The Linux application market does need to more closely resemble the Windows market. This will satisfy the desires of the ‘Wallmart’ types that may experiment with these new inexpensive PCs that don’t have Windows. There is a lot of popular Windows software that a typical Linux user (like me) wouldn’t touch with a ten foot poll. (Think ‘Martha Stewart Greeting Card Maker’ or ‘Big Buba Deer Hunter’) But they would pay money for.
Why do we care? Because increasing the number of Linux based desktops will increase the leverage of the platform with hardware manufactures and OEMs. Its that or in a few years all PCs will arrive pre-rooted by M$ and several branches of the government. This current charge on the Desktop front may be the decisive battle.
I also have a machine with a 2MB Trident 9680.
Do you use XFree 4.x with ShadowFB on?
If you don’t know, well I’m not 100% sure, but it seems to write to a buffer, which is continuosly refreshed. I _guess_ main memory operations are faster than repeatedly using the video card memory for every operation.
Using ShadowFB deactivates acceleration automatically, but you can invoke:
startx — +bs -su
(meaning “use backing store and deactivate save unders” — check the messages upon X startup, to see if I’m correct).
Using “save unders” caused video corruption; “backing store” helps even further… I had 32MB of main RAM… with less memory, go without ShadowFB…
Even with acceleration off, and with the increased memory consumption (I used 16bpp 1024×768 or 32bpp 800×600), results were better — specially during quake and realplayer usage (btw, set that CPU usage to the middle of the scale for better results).

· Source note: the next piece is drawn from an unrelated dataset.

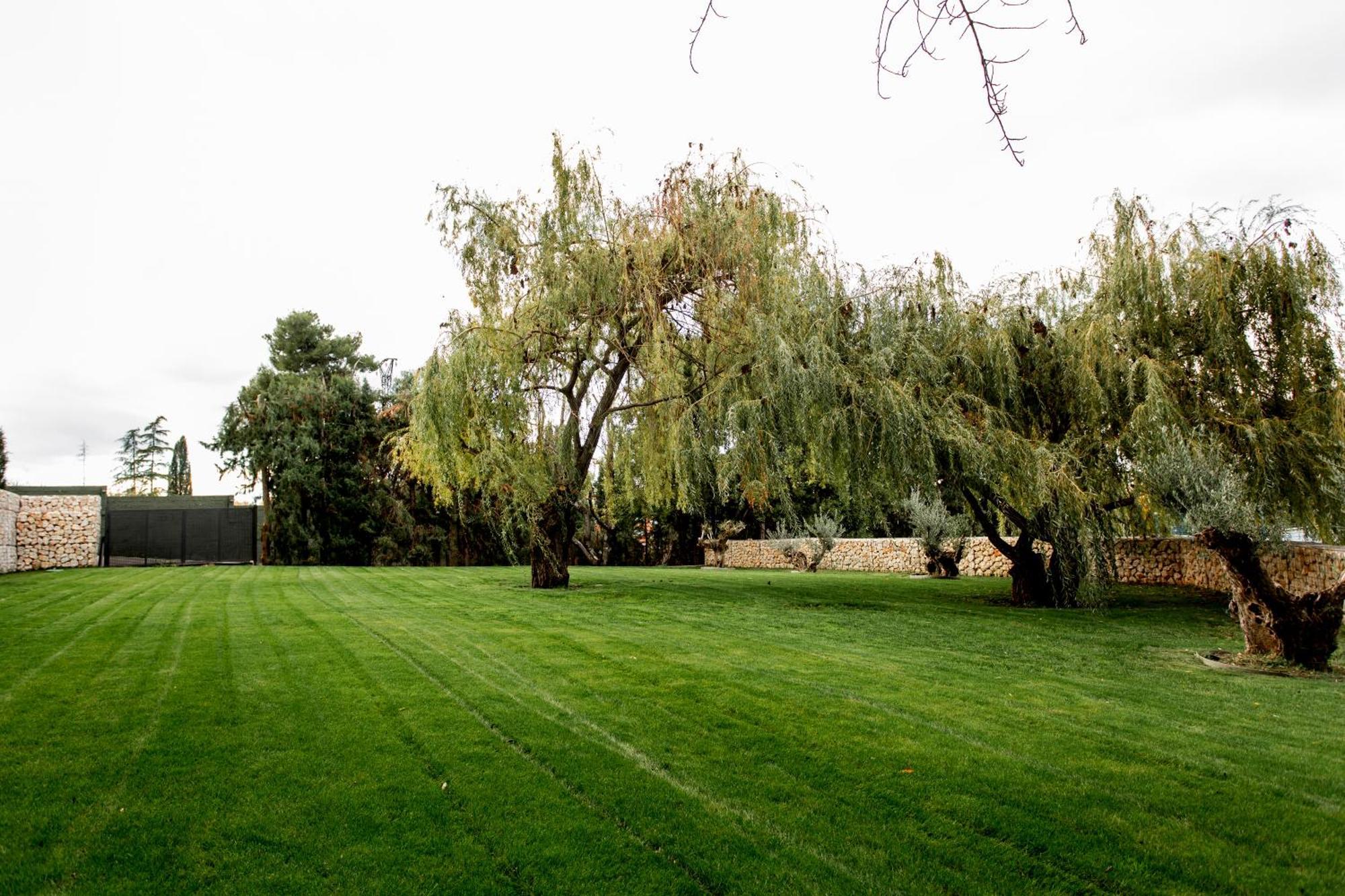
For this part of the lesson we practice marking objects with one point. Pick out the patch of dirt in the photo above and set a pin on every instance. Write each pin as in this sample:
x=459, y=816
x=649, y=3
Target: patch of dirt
x=1229, y=661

Thanks for the tips. I have a trident cyberblade XP, or Ai1 or whatever its called. Barely has accelerated drivers for Linux because of the lack of documentation released by Trident. Brand new laptop.
It does support the xv extention, but it keeps locking up after playing between 5 and 20 videos. Usually stable enough to play a few movies or TV shows, or if I restart X between each video it won’t crash. For all I know it could just be a bug in X 4.2.0, haven’t tried updating X in a while, but their changelog doesn’t look like they fixed anything on these chipsets since 4.1.x
“The Linux application market does need to more closely resemble the Windows market. This will satisfy the desires of the ‘Wallmart’ types that may experiment with these new inexpensive PCs that don’t have Windows. There is a lot of popular Windows software that a typical Linux user (like me) wouldn’t touch with a ten foot poll. (Think ‘Martha Stewart Greeting Card Maker’ or ‘Big Buba Deer Hunter’) But they would pay money for.
Why do we care? Because increasing the number of Linux based desktops will increase the leverage of the platform with hardware manufactures and OEMs. Its that or in a few years all PCs will arrive pre-rooted by M$ and several branches of the government. This current charge on the Desktop front may be the decisive battle.”
Devil’s advocate here. I’ve heard this “leverage of the platform with hardware & OEM’s” argument before. It’s even been used to justify binary drivers. So Linux is suppose to have numbers larger that Apple. Were’s the leverage? Seems the hardware companies are as tight-lipped as before. OEM’s are no better. We need to be careful were we draw the lines with our actions. Not every reward is worth giving up your soul for.
I feel it’s the exact opposite: FreeBSD has a much better documentation than Linux. However, I don’t see neither of them Linux nor FreeBSD taking over the desktop anytime soon.
BTW, I don’t see the point of your Microsoft link. You’re just assuming too much. If you want to know my preferences for a desktop OS, it’s BeOS.